One of those is Linux Mint. It’s based on Ubuntu (which in turn is based on Debian, an even more core version of Linux). Mint strikes me and many others as perhaps the best Linux for people who’ve been using proprietary systems and want the easiest possible transition. I’m sometimes tempted to switch myself, but will stick with Ubuntu unless Canonical totally screws it up, which I don’t expect.

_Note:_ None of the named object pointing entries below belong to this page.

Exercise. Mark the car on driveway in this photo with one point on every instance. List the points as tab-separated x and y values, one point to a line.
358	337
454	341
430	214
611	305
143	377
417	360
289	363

What I like least about Linux is the occasional need to do something that would be downright daunting to a new user. No one should ever have to open a command-line window and type “sudo apt-get update” or other such instructions. No one should be confronted with a warning that space on a disk partition is too low to permit an operating system update, requiring the not-simple-for-novices removal of out-of-date OS components. No one should discover, after an update, that a piece of hardware has stopped working, as was the case for me when my computer’s trackpad went south until I found a fix in an online forum. (Yes, this can happen with Windows, but manufacturers go to much greater lengths to ensure that their hardware works with Microsoft software. Apple, too, has external hardware issues, but its elegant marriage of hardware and software remains a compelling advantage.)